Multi-Task Learning for End-to-End ASR Word and Utterance Confidence with Deletion Prediction
This work addresses the need for more accurate confidence estimation in ASR systems, which is crucial for downstream applications, though it is incremental as it builds on existing neural network-based methods.
The paper tackled the problem of improving confidence scores for automatic speech recognition by jointly learning word confidence, word deletion, and utterance confidence through multi-task learning, resulting in enhanced confidence metrics and a 3-5% relative reduction in word error rates on datasets without increasing model size.

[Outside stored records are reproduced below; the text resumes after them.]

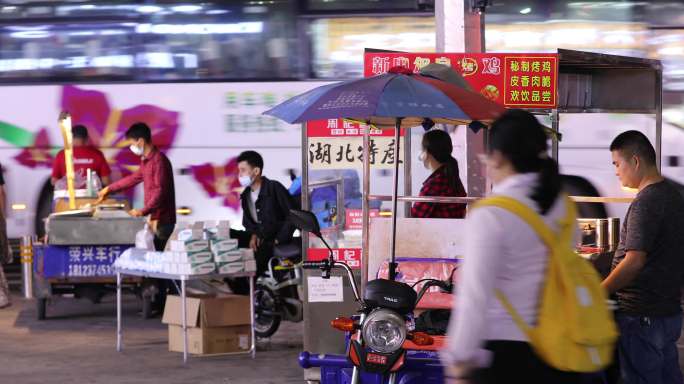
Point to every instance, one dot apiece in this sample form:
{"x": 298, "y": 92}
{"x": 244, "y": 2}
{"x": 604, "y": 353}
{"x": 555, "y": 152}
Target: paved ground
{"x": 77, "y": 345}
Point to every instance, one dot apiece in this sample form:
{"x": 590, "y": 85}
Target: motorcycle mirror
{"x": 305, "y": 221}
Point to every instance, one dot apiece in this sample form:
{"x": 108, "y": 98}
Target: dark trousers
{"x": 648, "y": 349}
{"x": 516, "y": 362}
{"x": 161, "y": 237}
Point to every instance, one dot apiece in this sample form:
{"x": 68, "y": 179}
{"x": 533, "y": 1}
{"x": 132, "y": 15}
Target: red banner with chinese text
{"x": 343, "y": 128}
{"x": 351, "y": 256}
{"x": 515, "y": 80}
{"x": 354, "y": 219}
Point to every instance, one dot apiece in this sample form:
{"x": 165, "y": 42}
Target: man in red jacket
{"x": 156, "y": 174}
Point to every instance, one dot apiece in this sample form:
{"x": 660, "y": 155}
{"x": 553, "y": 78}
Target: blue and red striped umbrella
{"x": 382, "y": 99}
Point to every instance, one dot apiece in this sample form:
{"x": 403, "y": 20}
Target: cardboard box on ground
{"x": 216, "y": 324}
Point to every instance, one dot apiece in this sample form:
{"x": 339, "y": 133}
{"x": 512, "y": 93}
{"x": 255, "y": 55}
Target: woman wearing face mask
{"x": 444, "y": 180}
{"x": 503, "y": 253}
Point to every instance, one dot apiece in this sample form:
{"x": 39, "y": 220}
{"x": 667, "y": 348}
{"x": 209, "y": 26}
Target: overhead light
{"x": 187, "y": 8}
{"x": 148, "y": 9}
{"x": 184, "y": 211}
{"x": 201, "y": 29}
{"x": 30, "y": 34}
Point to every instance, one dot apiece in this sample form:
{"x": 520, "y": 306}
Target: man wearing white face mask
{"x": 156, "y": 174}
{"x": 266, "y": 205}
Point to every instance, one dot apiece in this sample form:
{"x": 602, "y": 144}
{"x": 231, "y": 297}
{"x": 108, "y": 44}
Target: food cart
{"x": 82, "y": 241}
{"x": 77, "y": 258}
{"x": 584, "y": 82}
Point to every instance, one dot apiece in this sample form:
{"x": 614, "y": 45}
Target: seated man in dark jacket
{"x": 266, "y": 205}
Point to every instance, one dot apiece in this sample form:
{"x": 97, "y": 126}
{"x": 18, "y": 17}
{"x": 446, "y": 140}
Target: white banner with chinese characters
{"x": 347, "y": 152}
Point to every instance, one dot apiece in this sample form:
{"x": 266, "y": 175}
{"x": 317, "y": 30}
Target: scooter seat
{"x": 287, "y": 251}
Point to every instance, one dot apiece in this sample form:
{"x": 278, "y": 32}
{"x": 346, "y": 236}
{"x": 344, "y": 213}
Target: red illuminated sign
{"x": 516, "y": 80}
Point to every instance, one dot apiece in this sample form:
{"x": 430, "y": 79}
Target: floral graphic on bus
{"x": 220, "y": 181}
{"x": 106, "y": 127}
{"x": 39, "y": 154}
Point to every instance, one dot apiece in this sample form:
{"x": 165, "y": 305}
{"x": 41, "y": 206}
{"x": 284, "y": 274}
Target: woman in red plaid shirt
{"x": 444, "y": 180}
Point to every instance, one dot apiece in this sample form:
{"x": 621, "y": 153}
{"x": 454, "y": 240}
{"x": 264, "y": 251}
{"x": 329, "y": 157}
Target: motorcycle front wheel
{"x": 266, "y": 312}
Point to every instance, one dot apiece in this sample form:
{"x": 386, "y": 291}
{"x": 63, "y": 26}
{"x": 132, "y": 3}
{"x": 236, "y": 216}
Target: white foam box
{"x": 193, "y": 257}
{"x": 219, "y": 245}
{"x": 235, "y": 267}
{"x": 196, "y": 269}
{"x": 247, "y": 254}
{"x": 193, "y": 245}
{"x": 228, "y": 257}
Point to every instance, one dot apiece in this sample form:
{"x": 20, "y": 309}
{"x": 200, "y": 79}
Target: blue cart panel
{"x": 78, "y": 261}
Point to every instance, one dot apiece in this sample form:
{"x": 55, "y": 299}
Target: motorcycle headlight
{"x": 384, "y": 331}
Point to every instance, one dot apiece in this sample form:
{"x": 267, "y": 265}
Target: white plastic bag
{"x": 145, "y": 239}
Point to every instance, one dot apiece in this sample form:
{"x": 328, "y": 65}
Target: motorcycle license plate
{"x": 372, "y": 358}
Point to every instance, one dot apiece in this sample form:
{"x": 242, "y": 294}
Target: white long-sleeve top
{"x": 501, "y": 252}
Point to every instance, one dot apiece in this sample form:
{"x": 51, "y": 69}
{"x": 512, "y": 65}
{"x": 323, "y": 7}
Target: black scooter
{"x": 383, "y": 328}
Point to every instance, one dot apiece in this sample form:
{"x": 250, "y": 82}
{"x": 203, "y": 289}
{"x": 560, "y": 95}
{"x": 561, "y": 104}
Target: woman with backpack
{"x": 505, "y": 255}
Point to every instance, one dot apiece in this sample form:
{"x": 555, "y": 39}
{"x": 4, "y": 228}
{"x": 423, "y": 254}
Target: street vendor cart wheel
{"x": 41, "y": 308}
{"x": 266, "y": 312}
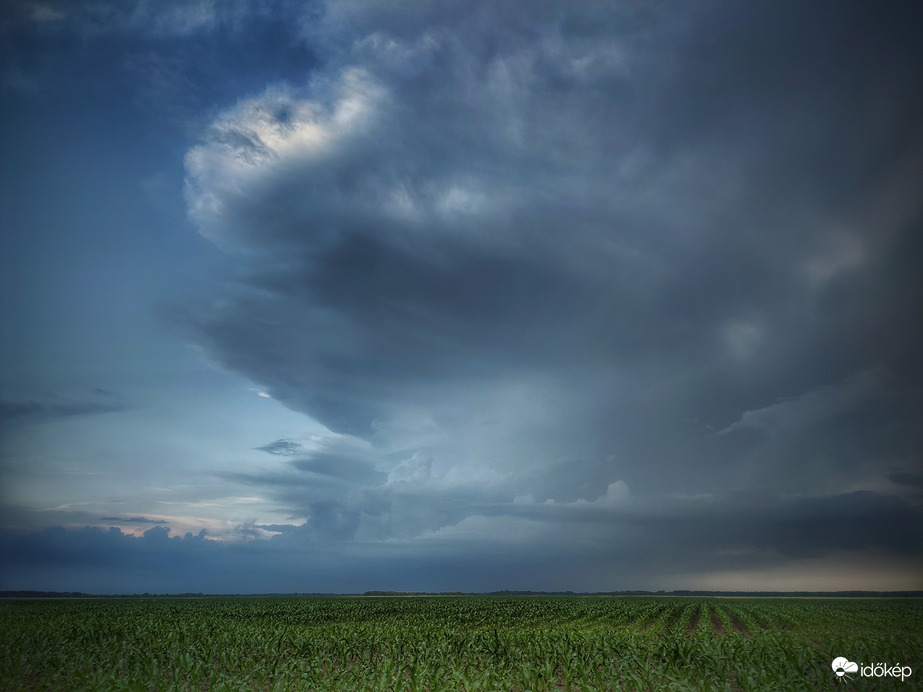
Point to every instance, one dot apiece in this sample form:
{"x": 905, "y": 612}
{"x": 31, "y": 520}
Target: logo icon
{"x": 841, "y": 666}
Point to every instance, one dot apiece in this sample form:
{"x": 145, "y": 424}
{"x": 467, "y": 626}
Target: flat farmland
{"x": 460, "y": 643}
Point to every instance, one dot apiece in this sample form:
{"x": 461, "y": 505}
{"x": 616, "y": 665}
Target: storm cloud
{"x": 629, "y": 284}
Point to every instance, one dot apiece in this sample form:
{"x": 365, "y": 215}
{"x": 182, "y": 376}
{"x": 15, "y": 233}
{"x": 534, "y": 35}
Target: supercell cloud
{"x": 568, "y": 296}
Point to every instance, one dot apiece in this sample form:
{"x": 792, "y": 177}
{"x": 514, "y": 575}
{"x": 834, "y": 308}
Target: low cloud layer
{"x": 637, "y": 284}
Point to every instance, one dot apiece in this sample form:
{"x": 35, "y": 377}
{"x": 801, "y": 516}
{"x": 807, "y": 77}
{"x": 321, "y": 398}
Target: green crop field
{"x": 459, "y": 643}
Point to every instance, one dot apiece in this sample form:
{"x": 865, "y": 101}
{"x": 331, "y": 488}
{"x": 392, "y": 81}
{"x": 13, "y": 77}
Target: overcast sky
{"x": 437, "y": 295}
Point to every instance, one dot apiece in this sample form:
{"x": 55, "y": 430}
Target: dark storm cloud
{"x": 634, "y": 286}
{"x": 586, "y": 193}
{"x": 914, "y": 480}
{"x": 56, "y": 407}
{"x": 133, "y": 520}
{"x": 606, "y": 545}
{"x": 284, "y": 448}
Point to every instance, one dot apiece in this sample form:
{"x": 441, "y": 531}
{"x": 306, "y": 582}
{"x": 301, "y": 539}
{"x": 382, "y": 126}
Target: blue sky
{"x": 460, "y": 296}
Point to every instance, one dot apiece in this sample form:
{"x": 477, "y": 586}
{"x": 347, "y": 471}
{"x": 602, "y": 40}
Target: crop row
{"x": 432, "y": 644}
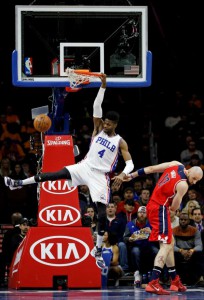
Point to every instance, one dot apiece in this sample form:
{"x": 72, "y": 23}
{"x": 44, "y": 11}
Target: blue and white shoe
{"x": 12, "y": 184}
{"x": 97, "y": 253}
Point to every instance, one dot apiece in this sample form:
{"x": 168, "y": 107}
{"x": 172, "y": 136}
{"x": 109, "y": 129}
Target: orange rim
{"x": 87, "y": 72}
{"x": 72, "y": 90}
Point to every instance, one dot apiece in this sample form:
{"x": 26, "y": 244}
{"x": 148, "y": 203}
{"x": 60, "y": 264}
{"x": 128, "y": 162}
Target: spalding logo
{"x": 58, "y": 187}
{"x": 59, "y": 215}
{"x": 59, "y": 251}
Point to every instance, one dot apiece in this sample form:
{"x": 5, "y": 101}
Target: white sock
{"x": 29, "y": 180}
{"x": 99, "y": 241}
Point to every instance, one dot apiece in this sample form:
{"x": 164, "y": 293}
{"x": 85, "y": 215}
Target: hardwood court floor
{"x": 127, "y": 293}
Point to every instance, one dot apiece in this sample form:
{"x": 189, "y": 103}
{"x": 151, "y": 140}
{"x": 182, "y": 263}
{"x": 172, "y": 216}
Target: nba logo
{"x": 28, "y": 66}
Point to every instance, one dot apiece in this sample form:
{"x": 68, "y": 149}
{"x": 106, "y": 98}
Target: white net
{"x": 76, "y": 79}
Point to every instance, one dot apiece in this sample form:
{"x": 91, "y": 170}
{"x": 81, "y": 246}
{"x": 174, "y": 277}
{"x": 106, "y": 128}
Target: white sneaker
{"x": 99, "y": 259}
{"x": 12, "y": 184}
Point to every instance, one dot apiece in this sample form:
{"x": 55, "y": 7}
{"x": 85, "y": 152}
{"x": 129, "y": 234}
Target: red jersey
{"x": 165, "y": 188}
{"x": 160, "y": 200}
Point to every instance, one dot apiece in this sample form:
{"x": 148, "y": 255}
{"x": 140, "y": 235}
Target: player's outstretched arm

Confidence scores are very useful for downstream applications of automatic speech recognition (ASR) systems. Recent works have proposed using neural networks to learn word or utterance confidence scores for end-to-end ASR. In those studies, word confidence by itself does not model deletions, and utterance confidence does not take advantage of word-level training signals. This paper proposes to jointly learn word confidence, word deletion, and utterance confidence. Empirical results show that multi-task learning with all three objectives improves confidence metrics (NCE, AUC, RMSE) without the need for increasing the model size of the confidence estimation module. Using the utterance-level confidence for rescoring also decreases the word error rates on Google's Voice Search and Long-tail Maps datasets by 3-5% relative, without needing a dedicated neural rescorer.